Motorrijtuigenbelasting wordt op basis van het gewicht van het betrokken motorvoertuig vastgesteld en is periodiek te voldoen. De belasting is verschuldigd voor het houden van een voertuig, hetgeen meestal blijkt uit de registratie van het voertuig. Indien er een buitenlands kenteken voor het voertuig is opgegeven, is de houder (degene die het voertuig feitelijk ter beschikking heeft, artikel 7, eerste lid onder c MRB 1994) het subject van de belasting. De belasting wordt geheven naar de duur van registratie op een houder in Nederland en verzet zich daarmee niet tegen de eisen van het Hof.

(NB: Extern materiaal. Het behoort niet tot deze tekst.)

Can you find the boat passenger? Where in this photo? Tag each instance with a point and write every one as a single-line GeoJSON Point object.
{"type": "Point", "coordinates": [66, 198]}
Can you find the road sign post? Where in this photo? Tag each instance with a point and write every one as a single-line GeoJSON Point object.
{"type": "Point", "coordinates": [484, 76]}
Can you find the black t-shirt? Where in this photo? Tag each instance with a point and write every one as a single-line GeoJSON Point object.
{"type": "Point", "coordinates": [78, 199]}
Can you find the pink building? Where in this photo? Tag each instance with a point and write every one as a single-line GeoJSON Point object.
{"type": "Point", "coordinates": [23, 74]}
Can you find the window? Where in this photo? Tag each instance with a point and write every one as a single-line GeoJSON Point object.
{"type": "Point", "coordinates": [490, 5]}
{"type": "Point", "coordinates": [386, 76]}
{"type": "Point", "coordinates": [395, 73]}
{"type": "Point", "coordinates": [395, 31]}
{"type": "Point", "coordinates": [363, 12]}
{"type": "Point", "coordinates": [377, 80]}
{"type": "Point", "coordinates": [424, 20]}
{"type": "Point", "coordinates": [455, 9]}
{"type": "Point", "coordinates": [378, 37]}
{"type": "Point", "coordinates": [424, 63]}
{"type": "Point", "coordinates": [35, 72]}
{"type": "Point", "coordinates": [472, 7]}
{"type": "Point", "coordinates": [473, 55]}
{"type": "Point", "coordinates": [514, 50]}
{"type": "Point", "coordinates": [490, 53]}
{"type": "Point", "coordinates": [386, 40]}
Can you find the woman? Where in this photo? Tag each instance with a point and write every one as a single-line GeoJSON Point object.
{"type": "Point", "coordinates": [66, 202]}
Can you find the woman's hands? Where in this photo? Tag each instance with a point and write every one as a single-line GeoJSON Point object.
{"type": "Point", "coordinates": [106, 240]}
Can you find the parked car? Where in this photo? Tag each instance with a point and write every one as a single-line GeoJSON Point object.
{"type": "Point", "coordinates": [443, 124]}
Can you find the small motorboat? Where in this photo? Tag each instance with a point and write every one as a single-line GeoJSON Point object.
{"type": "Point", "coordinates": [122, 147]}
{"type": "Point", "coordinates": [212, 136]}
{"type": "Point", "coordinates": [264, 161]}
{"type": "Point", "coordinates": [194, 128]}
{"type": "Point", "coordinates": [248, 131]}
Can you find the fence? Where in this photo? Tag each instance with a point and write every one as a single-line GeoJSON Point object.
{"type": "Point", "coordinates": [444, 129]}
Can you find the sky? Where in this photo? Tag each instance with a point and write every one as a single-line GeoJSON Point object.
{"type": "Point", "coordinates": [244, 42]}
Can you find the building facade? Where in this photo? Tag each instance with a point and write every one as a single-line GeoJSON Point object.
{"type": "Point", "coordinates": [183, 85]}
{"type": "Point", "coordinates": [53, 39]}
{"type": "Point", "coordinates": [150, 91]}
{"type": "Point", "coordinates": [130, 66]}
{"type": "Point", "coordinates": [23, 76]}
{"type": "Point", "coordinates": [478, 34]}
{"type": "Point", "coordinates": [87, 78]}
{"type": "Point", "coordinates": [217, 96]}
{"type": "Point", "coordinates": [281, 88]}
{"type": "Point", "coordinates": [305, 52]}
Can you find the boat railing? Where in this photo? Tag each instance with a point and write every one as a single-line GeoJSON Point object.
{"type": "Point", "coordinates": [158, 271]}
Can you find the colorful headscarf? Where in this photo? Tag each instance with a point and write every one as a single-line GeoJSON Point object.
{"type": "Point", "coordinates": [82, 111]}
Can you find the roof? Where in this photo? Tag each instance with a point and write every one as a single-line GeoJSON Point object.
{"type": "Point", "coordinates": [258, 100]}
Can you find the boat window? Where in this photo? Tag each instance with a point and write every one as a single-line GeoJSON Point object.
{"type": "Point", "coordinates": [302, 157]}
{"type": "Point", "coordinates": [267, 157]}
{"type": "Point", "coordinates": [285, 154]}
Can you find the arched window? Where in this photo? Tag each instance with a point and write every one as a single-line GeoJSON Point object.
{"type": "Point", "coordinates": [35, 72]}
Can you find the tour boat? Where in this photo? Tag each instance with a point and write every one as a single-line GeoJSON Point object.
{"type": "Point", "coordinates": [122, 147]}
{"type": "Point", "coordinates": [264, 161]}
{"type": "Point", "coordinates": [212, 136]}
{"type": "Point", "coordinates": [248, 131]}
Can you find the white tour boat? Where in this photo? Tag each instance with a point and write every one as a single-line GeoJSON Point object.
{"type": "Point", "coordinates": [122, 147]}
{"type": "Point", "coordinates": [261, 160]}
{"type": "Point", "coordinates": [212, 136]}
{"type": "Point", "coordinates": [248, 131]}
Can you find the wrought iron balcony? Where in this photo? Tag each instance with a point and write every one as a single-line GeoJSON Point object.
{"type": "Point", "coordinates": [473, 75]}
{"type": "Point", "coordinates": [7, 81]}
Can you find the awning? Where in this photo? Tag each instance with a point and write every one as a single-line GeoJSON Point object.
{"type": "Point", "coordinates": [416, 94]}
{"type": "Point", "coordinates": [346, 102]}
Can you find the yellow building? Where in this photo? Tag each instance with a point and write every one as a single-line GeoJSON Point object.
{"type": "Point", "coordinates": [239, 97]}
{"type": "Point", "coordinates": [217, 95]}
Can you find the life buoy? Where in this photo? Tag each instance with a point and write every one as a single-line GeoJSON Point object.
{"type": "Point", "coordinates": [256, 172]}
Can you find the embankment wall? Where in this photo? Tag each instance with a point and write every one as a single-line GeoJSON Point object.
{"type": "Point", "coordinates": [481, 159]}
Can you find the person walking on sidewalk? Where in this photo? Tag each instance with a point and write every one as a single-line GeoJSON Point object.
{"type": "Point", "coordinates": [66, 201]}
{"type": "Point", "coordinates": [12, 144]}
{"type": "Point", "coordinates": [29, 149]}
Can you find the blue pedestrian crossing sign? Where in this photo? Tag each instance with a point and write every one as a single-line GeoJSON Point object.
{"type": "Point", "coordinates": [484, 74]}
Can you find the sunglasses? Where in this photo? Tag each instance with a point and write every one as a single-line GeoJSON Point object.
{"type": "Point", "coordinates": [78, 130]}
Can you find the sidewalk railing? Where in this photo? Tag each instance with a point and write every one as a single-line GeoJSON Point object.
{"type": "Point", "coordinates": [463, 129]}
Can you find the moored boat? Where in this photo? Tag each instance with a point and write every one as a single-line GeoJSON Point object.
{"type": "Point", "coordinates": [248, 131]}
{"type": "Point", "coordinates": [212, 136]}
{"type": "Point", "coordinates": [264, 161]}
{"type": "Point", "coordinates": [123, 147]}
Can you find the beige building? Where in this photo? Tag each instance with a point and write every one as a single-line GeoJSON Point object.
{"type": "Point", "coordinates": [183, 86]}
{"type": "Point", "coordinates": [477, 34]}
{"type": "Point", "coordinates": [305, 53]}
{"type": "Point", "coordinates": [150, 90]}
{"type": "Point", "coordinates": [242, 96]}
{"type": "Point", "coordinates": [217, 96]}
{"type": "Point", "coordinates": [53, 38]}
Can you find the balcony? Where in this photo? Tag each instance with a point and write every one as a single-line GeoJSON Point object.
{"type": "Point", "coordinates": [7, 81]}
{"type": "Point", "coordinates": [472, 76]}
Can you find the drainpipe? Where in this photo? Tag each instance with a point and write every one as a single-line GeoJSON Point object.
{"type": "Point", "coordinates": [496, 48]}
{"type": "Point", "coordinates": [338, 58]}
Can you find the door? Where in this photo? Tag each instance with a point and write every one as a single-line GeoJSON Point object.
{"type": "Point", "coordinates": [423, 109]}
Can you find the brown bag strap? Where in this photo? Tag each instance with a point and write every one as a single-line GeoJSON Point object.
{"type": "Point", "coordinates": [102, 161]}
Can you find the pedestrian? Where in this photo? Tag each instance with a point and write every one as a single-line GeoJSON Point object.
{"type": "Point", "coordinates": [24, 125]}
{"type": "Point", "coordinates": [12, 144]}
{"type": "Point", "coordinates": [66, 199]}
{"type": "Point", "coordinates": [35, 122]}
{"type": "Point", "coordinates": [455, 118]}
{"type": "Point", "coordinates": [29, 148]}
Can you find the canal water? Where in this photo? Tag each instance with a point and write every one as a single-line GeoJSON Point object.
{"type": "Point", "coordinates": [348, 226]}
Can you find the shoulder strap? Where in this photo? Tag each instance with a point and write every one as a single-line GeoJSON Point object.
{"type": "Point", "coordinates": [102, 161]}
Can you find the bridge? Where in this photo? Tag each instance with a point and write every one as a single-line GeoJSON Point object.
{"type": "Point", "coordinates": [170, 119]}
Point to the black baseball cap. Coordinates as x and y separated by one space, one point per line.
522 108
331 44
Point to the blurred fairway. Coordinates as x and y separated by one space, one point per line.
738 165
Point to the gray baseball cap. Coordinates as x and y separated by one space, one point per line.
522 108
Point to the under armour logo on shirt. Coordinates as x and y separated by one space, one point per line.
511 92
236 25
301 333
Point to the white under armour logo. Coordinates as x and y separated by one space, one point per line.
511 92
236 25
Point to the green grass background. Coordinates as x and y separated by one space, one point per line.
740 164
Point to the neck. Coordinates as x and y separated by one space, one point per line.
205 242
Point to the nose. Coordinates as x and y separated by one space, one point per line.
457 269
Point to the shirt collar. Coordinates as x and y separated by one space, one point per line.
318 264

Registratie van een Nederlands kenteken creëert de verplichting om voor het motorrijtuig een wettelijke aansprakelijkheidsverzekering af te sluiten (artikel 2, eerste lid Wet aansprakelijkheidsverzekering motorrijtuigen). Indien registratie in Nederland niet plaatsvindt zal het voertuig in het land van registratie verplicht verzekerd zijn. Belastingen op (particuliere) motorvoertuigen zijn in Europa niet geharmoniseerd en er bestaan aanzienlijke verschillen tussen de lidstaten. Zo lang het gemeenschapsrecht in acht genomen wordt kunnen lidstaten hun fiscale bevoegdheid vrij uitoefenen. De (verplichting tot) registratie van motorrijtuigen binnen de landsgrenzen is een uitvloeisel van de individuele bevoegdheid van lidstaten. Een leasesituatie als omschreven in het arrest zou bij toepassing van de Nederlandse regelgeving niet de gevolgen hebben als omschreven in het arrest.

Voorstel voor behandeling
De ICER zendt het arrest en dit fiche ter kennisneming aan de Minister van Verkeer en Waterstaat en de Minister van Financiën.